On the axially symmetric solutions to the spatially homogeneous Landau equation

TL;DR

This paper studies axially symmetric solutions to the spatially homogeneous Landau equation, proving existence of measure-valued solutions and instant analyticity for certain initial data, with results varying across potential types.

Contribution

It establishes the existence of axisymmetric measure-valued solutions for the Landau equation with hard potentials and shows instant analyticity if initial data is not a Dirac mass.

Findings

Existence of axisymmetric measure-valued solutions for hard potentials.

Instantaneous analyticity for non-Dirac initial data in the hard potential case.

Non-existence of solutions supported on a fixed line for soft potentials and Maxwellian molecules.

Abstract

In this paper, we consider the spatially homogeneous Landau equation, which is a variation of the Boltzmann equation in the grazing collision limit. For the Landau equation for hard potentials in the style of Desvillettes-Villani (Comm.
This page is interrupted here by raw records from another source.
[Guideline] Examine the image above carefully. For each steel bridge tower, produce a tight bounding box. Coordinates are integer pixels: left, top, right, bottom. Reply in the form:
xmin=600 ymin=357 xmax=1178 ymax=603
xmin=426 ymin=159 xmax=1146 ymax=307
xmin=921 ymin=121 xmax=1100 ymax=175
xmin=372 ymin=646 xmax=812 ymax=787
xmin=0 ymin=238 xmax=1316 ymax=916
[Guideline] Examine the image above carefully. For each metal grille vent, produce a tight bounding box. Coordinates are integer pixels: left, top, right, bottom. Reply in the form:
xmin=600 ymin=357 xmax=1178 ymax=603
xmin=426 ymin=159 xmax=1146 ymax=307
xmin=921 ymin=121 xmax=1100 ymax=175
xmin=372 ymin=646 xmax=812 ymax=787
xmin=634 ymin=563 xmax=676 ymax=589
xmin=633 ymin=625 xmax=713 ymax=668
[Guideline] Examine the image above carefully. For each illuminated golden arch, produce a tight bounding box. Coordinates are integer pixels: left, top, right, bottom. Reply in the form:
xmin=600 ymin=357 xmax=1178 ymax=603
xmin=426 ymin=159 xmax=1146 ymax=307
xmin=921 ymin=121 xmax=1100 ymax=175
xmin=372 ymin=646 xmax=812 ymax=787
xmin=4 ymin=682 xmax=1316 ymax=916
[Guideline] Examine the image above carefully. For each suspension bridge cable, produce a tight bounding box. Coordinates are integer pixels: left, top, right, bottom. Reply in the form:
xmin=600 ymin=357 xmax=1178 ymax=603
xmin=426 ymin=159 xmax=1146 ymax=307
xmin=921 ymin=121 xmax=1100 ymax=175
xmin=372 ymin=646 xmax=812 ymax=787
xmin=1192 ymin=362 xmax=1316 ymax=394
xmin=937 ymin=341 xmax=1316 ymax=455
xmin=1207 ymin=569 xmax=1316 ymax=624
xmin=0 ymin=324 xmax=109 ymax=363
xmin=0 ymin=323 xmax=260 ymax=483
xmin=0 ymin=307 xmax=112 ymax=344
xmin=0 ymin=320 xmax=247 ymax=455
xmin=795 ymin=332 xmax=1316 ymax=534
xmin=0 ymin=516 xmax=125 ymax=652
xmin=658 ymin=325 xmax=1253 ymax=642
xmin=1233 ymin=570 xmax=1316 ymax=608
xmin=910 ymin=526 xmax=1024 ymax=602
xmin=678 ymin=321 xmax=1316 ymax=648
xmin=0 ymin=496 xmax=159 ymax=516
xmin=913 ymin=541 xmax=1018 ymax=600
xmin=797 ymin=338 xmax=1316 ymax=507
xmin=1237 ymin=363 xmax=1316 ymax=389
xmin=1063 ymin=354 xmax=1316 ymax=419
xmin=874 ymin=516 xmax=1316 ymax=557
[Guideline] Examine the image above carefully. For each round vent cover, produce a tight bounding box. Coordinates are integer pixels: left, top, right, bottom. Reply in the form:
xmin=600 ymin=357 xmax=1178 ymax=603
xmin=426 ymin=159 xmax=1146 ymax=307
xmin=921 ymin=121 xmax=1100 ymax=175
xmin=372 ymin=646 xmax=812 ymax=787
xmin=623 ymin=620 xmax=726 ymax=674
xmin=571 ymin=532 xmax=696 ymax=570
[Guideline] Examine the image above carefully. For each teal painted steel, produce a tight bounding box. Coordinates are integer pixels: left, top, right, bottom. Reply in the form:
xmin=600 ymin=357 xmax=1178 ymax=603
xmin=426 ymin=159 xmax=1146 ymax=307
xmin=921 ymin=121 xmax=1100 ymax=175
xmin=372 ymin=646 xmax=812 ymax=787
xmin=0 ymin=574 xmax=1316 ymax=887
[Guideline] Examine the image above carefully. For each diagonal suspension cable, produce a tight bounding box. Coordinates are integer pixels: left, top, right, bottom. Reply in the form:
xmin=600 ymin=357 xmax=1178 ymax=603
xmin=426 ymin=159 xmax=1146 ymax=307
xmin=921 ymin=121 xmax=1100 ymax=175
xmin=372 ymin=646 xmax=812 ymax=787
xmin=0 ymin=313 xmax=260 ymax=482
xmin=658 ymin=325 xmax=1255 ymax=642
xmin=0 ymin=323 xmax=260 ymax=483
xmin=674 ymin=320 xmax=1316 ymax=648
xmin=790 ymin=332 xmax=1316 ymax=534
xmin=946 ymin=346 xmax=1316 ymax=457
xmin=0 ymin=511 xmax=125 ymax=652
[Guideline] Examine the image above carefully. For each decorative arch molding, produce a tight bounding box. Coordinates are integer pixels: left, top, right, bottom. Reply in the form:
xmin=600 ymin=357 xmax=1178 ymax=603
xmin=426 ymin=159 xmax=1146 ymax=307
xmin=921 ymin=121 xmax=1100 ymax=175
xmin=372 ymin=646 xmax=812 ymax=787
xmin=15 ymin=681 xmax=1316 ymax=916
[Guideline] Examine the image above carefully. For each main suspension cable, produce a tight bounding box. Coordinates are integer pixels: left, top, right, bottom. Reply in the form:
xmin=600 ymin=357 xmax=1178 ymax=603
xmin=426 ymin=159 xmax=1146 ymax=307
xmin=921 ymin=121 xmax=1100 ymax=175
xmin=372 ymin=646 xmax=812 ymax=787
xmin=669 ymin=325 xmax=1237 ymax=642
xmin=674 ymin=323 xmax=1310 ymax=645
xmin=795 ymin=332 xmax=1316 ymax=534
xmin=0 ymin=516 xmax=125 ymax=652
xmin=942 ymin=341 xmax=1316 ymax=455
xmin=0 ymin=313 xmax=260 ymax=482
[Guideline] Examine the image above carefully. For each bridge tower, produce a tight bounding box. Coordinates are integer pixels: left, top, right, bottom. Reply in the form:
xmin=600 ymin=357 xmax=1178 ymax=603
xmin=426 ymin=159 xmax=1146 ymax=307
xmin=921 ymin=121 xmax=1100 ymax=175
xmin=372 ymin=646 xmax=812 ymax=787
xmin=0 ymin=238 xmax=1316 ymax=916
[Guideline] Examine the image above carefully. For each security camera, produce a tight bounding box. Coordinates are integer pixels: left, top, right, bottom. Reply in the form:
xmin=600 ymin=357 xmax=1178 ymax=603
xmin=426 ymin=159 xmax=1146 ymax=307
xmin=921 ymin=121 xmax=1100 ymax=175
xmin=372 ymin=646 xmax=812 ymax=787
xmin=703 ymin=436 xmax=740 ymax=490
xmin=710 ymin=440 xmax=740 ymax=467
Partial Differential Equations, 2000), we provide the proof of the existence of axisymmetric measure-valued solution for any axisymmetric $\mathcal{P}_p(\mathbb{R}^3)$ initial profile for any $p\ge 2$. Moreover, we prove that if the initial data is not a single Dirac mass, then the solution instantaneously becomes analytic for any time $t>0$ in the hard potential case. In the soft potential and the Maxwellian molecule cases, we show that there are no solutions whose support is contained in a fixed line even for any given line-concentrated data.